Apple might get an exception to sell in India after all

Apple's persistence in negotiations with the Indian government might finally be paying off and it soon might have the fairy tale ending it's dreaming of for a local Apple Store in India. An anonymous source talking to the Times of India claims that the government might be willing to waive the "30 percent rule" in Apple's favor for two to three years in order to give Apple the chance to comply with the law and sell locally sourced goods by the time that grace period is over.

In order to help drive its economy forward, India instated a law that required foreign companies to source at least 30% of its total sales value from local vendors. Last year, the government somewhat relaxed that rule, exempting companies that are selling state-of-the-art technology and products.

Given Apple's prominence in the smartphone industry, one would perhaps presume that the company would fall under that exemption. India's finance ministry, however, believes otherwise, perhaps seeing Apple's products as not really that "state of the art" compared to local mobile devices. Even with a recommendation from the country's Department of Industrial Policy and Promotion (DIPP), it seemed that negotiations would fall through.

Now it would seem that a compromise might be reached that could satisfy both parties. According to the source, Apple would be allowed to sell its products in its own Apple Store for two to three years without having to comply with the sourcing requirement. That period, however, will be used to give Apple the chance to prepare its production and materials for the said requirement.

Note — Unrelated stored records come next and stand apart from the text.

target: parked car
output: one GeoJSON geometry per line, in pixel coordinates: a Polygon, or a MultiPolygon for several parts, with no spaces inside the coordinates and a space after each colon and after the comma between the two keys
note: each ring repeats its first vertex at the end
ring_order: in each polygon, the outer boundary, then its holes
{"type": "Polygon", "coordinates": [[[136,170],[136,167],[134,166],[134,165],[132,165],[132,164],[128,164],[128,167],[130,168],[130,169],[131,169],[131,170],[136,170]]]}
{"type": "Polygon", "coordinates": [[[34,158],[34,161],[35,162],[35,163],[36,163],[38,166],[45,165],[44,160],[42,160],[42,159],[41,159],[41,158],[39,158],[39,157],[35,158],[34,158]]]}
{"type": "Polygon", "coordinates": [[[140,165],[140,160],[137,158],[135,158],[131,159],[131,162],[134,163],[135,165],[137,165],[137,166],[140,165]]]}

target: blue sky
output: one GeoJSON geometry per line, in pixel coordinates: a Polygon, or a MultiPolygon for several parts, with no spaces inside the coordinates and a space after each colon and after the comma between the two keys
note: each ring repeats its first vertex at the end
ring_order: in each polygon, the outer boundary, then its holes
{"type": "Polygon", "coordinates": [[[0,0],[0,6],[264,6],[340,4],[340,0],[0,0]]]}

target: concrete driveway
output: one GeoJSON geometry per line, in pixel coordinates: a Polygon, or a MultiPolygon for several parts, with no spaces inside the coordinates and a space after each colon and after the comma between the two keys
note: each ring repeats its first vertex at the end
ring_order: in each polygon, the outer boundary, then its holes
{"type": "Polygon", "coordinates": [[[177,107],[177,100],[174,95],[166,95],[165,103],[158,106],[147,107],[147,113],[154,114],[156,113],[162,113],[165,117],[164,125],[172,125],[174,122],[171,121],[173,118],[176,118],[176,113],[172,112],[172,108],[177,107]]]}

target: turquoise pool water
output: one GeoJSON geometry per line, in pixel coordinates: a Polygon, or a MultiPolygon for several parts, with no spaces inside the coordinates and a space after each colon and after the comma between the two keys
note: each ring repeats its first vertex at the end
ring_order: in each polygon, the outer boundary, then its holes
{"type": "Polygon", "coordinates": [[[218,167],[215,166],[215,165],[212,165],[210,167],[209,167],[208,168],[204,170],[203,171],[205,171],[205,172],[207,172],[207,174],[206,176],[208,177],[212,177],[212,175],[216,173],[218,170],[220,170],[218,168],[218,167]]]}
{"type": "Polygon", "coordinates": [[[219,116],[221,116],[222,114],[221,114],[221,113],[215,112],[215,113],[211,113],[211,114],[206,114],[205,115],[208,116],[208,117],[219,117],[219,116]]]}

At the moment, Apple sources its materials mostly from China. Its one ray of hope is that Foxconn, its biggest manufacturing partner, is also looking into setting up a factory in India, which could, in theory, help Apple satisfy the 30% requirement. Of course, that hinges on Foxconn's timetable, which could change or be delayed. The 2-3 year grace period might be in lieu of that possibility. At the moment, however, none of this has been confirmed, leaving Apple's dream in India still hanging in the balance.